The outcomes of these studies have been used to inform the development of customer-facing systems, such as those deployed by the BBC and Alana AI.

Collaboration with Meta AI Research

The project has also started a collaboration with Meta AI Research (formerly Facebook AI Research) to investigate how current conversational AI systems developed in research respond in safety critical situations. Current state-of-the-art systems use deep machine learning to predict a likely next response.

Our results show that this response is often not safe, meaning it may inflict physical or psychological harm on the user. The paper calls for more research on how responses by deep learning based systems can be made safer, for example, by increasing control over ‘black box’ machine learning models.

The project also focuses on long-term measures on how systems can be designed to prevent abuse from occurring in the first place.

In a recent study, the project confirms that most users perceive current commercial conversational assistants to be female-gendered and highly anthropomorphised, such as possessing human traits. This is despite proclaimed efforts by companies to counteract this trend.

Our goal is to change user perceptions and provide concrete guidelines on how to design ‘better’ AI agents, which will receive less abuse from the user. This requires a fundamental understanding of how artificial voices are perceived by humans and how they react to them.

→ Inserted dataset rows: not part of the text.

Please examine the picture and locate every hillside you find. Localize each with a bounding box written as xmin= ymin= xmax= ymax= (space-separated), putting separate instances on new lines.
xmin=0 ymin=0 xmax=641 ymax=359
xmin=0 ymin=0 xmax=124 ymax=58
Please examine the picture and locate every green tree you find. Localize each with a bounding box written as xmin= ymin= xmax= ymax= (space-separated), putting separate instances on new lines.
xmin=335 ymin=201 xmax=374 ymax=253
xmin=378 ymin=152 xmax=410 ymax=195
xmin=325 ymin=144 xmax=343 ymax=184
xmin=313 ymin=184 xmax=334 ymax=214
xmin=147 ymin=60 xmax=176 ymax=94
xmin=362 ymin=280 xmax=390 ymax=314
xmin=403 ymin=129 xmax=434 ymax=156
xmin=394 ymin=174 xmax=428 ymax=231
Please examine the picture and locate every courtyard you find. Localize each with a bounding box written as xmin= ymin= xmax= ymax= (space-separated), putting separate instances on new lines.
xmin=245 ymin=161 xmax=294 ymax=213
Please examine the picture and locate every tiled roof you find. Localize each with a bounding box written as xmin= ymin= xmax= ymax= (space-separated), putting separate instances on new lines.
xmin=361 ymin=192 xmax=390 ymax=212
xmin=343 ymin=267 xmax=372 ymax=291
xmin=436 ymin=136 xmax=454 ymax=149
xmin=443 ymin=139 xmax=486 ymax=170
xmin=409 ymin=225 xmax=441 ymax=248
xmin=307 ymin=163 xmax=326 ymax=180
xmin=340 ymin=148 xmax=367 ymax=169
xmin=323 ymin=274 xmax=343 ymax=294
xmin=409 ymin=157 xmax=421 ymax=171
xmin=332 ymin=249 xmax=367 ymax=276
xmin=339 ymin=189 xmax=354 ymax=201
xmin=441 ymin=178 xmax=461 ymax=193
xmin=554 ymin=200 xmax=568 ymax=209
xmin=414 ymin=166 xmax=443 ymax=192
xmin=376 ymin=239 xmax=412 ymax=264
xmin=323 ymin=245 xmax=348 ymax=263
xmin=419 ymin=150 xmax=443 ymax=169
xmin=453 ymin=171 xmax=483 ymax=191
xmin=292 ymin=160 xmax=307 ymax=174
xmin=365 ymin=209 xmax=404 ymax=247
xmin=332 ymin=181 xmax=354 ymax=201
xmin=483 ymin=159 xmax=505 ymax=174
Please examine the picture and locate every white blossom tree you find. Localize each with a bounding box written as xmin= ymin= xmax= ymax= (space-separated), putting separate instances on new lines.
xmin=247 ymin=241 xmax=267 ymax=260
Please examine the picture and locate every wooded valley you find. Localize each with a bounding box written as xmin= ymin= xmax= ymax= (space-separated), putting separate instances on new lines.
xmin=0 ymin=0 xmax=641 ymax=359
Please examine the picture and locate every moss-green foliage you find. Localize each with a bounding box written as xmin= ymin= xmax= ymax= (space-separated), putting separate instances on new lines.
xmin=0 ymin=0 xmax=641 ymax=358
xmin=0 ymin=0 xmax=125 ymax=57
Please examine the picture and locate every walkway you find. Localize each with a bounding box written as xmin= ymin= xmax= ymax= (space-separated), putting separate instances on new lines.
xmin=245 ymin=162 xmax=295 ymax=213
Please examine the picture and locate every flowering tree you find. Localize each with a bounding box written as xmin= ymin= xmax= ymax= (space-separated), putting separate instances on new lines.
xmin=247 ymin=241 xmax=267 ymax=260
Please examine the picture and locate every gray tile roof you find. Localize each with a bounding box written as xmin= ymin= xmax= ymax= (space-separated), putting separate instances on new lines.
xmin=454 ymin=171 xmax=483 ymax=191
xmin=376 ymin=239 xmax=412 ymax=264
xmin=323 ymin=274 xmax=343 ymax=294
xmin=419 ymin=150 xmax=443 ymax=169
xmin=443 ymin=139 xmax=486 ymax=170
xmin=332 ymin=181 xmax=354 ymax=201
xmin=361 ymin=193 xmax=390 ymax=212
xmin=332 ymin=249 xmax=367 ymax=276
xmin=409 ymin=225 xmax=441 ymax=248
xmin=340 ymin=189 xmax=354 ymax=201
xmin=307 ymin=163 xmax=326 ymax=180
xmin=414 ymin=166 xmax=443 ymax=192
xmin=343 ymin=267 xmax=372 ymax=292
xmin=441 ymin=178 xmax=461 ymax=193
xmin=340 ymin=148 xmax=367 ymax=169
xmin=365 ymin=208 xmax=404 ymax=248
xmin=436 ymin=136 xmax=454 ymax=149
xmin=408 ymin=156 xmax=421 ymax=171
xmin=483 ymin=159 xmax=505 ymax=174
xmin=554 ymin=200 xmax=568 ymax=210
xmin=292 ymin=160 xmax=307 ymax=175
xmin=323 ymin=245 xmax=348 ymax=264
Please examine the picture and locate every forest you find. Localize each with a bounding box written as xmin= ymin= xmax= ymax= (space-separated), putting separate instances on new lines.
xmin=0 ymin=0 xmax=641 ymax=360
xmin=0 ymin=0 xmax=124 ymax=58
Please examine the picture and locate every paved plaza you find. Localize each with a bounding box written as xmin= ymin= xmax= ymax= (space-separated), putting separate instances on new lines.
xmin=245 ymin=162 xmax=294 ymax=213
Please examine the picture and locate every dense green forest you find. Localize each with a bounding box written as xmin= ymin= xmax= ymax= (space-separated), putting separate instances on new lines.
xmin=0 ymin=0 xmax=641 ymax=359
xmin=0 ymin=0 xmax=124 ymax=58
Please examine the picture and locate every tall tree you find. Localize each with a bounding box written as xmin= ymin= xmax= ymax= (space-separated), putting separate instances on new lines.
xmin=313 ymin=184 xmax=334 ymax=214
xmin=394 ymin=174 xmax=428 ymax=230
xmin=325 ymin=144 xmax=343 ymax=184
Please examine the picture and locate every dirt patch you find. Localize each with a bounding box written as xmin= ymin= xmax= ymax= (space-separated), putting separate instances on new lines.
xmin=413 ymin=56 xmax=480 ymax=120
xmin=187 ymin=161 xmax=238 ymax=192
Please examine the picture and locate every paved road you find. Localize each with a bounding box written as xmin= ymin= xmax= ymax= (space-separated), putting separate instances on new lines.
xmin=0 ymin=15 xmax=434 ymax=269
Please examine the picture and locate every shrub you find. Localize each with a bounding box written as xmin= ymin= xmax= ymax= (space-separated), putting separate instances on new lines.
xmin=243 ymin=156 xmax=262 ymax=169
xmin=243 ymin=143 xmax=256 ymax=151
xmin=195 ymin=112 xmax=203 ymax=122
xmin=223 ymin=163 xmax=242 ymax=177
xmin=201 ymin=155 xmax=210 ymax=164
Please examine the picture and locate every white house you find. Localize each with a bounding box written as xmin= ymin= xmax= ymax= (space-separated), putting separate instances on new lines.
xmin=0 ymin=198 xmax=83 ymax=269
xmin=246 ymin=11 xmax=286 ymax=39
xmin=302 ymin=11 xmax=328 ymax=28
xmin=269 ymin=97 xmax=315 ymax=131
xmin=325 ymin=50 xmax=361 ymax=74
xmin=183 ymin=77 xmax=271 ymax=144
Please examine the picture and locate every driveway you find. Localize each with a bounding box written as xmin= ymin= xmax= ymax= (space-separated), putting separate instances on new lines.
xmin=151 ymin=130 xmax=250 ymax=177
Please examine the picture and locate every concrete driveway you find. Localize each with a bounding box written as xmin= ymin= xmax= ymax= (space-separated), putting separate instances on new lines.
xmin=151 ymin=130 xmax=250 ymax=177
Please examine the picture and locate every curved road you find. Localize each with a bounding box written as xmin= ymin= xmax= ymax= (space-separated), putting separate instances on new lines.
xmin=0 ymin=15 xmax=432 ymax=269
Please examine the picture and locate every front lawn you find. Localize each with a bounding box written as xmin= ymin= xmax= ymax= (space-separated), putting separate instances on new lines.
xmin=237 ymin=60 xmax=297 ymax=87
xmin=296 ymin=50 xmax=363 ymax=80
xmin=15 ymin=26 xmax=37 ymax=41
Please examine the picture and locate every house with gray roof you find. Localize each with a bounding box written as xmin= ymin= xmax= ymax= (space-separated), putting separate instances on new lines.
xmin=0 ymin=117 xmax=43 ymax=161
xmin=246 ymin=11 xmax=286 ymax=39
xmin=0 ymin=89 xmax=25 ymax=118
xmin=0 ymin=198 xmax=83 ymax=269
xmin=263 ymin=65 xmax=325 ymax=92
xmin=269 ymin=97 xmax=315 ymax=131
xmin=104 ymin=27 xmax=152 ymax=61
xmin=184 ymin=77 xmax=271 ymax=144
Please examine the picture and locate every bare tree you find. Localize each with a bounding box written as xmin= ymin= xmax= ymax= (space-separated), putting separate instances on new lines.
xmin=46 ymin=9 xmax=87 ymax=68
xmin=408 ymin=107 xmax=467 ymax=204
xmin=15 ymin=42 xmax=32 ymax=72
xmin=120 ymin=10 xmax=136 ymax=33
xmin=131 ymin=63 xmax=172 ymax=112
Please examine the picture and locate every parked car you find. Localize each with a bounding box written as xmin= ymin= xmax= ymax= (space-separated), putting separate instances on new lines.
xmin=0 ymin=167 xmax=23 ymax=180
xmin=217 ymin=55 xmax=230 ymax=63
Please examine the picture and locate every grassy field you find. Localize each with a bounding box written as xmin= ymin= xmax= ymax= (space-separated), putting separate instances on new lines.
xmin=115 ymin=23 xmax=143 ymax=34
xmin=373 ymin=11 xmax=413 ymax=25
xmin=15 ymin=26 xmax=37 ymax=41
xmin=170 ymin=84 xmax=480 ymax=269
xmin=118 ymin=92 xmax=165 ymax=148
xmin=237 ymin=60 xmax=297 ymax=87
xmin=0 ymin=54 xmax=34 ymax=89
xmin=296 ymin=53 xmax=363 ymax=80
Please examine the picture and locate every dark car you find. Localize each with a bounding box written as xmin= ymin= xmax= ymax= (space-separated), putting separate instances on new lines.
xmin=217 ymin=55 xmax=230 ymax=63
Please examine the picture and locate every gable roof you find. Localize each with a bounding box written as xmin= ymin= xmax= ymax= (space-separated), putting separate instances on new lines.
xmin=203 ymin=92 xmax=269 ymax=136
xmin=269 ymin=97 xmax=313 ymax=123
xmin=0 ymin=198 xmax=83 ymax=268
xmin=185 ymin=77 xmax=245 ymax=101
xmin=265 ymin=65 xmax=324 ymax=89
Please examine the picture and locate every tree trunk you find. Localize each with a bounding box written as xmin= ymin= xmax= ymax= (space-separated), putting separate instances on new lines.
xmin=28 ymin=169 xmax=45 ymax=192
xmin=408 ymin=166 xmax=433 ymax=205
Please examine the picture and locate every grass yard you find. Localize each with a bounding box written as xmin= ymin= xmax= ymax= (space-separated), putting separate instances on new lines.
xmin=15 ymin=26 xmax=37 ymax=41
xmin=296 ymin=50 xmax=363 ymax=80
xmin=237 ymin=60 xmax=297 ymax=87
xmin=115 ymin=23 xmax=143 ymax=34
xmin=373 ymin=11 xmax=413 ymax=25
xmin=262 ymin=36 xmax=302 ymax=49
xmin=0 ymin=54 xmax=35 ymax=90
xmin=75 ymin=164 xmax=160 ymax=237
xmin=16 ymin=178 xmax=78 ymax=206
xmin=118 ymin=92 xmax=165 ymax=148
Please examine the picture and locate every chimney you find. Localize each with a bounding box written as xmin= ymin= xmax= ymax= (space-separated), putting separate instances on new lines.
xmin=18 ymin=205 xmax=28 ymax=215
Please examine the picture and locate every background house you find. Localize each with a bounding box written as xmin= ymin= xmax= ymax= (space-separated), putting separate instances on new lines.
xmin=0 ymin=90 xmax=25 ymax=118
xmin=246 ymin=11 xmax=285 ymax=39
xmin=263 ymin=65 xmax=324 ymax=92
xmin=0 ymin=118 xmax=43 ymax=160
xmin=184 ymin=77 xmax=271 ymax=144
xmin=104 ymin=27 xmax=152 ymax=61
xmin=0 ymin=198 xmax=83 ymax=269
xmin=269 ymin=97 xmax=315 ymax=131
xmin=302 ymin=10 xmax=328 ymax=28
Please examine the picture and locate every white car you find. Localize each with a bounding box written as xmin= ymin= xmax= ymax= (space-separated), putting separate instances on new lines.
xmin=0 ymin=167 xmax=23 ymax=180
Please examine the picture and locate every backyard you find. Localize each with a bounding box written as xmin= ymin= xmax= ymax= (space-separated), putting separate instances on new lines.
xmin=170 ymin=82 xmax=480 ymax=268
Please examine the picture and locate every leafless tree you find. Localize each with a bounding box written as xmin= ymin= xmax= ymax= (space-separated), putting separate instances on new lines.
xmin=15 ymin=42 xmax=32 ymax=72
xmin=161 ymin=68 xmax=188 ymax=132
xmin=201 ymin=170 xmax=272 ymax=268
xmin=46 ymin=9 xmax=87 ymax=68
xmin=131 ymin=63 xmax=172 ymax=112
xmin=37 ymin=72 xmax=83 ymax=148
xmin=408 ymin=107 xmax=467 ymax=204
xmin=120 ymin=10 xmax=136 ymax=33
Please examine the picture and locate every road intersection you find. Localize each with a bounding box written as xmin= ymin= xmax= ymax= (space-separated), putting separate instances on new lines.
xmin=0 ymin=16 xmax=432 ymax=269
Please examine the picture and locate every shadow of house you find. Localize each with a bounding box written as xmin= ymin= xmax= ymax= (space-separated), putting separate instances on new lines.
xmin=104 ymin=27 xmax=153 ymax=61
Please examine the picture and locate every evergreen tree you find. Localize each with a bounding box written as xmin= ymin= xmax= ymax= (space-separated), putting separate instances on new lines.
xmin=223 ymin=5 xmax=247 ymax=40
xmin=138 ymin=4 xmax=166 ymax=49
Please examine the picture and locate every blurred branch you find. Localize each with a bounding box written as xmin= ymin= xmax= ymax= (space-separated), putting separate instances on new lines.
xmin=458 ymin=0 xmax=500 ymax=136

Assessing on two dimensions

Professor Benedict Jones’ team at the University of Strathclyde have been investigating these issues. Their analyses of data from seven hundred participants show that people primarily assess conversational assistants’ voices on two dimensions.

The first dimension reflects users’ impressions of how trustworthy the voices sound and the second dimension reflects users’ impressions of how aggressive the voices sound. The aggressiveness dimension is very strongly predicted by the pitch of the voices, with voices with lower pitch being those that users judge to sound particularly aggressive.

Their work also shows that lowering the pitch of the conversational agents’ voices even slightly makes the voices sound much more aggressive.

Together, these findings suggest that considering the role of pitch on aggressiveness-related perceptions might be one route through which conversational agents’ voices can be designed to reduce the frequency with which they are abused.

The team is now testing this idea more directly by studying how altering the pitch of conversational agents’ voices influences users’ interactions with them.

Educating children and young people

In the second half of the project, we will develop inclusive learning materials to educate children and young people on the use of conversational assistants and the technology behind them.

Our goal is to demystify AI by informing the learners about how machine learning and speech technology works in an age-appropriate way. An important aspect of this work is to gather views from children and young people about their experiences with conversational agents at home and what they consider to be appropriate interactions.

We will also explore what they would like the role of conversational agents to be in their lives now, and in the future.